Jonas Burgos war 37 Jahre alt, als er am 28. April 2007 von bewaffneten Personen beim Mittagessen aus einem Restaurant in der Ever Gotesco Mall in Manila gezerrt und entführt wurde. Zeugen erinnerten sich, dass Jonas seinen Entführern mehrfach ins Gesicht schrie: »Ich bin nur ein Aktivist!« Keiner der anwesenden Gäste schritt ein, als er gepackt und in einen vor dem Restaurant wartenden Lieferwagen gestoßen wurde. Einer der Entführer identifizierte sich als Polizist. Wenngleich das Nummernschild später in einem Militärlager sichergestellt werden konnte, verweigert das Militär bis heute weitere Informationen.

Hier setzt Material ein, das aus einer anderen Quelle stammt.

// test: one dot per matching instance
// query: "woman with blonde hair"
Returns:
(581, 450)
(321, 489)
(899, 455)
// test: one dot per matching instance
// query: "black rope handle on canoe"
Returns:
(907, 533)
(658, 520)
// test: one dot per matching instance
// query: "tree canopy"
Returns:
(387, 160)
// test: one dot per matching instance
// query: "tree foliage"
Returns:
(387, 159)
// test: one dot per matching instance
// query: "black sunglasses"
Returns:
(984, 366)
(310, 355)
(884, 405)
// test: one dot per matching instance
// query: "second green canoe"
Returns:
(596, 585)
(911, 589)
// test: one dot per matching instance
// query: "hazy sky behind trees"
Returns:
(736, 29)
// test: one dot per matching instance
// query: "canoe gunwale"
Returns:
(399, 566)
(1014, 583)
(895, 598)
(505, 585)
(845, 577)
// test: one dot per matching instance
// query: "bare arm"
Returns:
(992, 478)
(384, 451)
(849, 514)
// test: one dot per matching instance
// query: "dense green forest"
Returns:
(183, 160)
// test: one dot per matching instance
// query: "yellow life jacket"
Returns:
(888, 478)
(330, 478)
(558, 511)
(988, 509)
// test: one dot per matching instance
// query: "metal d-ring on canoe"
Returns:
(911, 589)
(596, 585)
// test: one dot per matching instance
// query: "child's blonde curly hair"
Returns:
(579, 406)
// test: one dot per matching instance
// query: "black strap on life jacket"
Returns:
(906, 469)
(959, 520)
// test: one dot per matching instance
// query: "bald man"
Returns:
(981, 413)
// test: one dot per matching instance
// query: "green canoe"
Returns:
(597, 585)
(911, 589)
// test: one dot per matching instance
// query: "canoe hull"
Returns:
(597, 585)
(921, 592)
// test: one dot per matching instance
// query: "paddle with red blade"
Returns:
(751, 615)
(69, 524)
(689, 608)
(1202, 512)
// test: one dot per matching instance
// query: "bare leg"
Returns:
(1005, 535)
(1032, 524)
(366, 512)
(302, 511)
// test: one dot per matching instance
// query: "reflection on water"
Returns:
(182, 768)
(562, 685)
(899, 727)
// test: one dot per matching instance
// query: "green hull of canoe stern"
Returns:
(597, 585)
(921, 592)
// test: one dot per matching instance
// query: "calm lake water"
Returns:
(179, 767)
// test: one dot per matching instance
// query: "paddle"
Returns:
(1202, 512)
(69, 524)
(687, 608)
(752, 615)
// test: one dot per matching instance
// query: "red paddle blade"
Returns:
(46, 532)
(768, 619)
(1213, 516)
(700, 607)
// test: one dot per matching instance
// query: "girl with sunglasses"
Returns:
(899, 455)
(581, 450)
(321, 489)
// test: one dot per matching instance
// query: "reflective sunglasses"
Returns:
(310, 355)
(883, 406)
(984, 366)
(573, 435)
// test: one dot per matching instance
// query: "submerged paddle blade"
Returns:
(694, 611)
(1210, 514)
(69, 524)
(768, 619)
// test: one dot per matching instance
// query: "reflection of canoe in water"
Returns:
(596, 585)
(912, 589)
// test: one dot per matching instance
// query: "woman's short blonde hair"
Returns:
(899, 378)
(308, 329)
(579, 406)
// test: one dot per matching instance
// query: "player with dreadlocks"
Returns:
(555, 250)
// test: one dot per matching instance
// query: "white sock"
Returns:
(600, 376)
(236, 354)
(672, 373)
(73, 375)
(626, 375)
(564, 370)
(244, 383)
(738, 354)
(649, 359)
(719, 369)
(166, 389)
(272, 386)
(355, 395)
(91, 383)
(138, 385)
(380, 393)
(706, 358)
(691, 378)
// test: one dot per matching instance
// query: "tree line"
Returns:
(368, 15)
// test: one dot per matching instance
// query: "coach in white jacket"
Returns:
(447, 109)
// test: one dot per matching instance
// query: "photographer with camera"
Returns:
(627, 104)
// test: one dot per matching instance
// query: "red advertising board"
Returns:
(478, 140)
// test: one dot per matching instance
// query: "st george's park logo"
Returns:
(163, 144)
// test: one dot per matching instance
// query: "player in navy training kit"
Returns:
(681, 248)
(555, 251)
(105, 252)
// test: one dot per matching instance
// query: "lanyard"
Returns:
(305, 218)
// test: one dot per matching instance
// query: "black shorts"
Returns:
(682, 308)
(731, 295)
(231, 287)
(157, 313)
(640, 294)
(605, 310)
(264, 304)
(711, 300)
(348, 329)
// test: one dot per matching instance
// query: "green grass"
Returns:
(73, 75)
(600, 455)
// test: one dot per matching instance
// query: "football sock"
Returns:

Die Angehörigen und Freunde von Jonas sind sich über den Grund seines Verschwindens sicher: Der auf ökologischen Landbau spezialisierte Landwirt war ein Mitglied der Allianz engagierter Bauern in Bulacan (AMB), einem nördlich von Manila aktiven Regionalverband der landesweiten Bauernbewegung der Philippinen (KMP), und mehrfach hatte er Farmer in Rechtsfragen beraten. AMB und KMP streiten seit Jahren für die Belange ausgebeuteter Pächter und Kleinbauern und haben sich so den Zorn von Großgrundbesitzern, deren Schlägertrupps und staatlicher Sicherheitskräfte zugezogen.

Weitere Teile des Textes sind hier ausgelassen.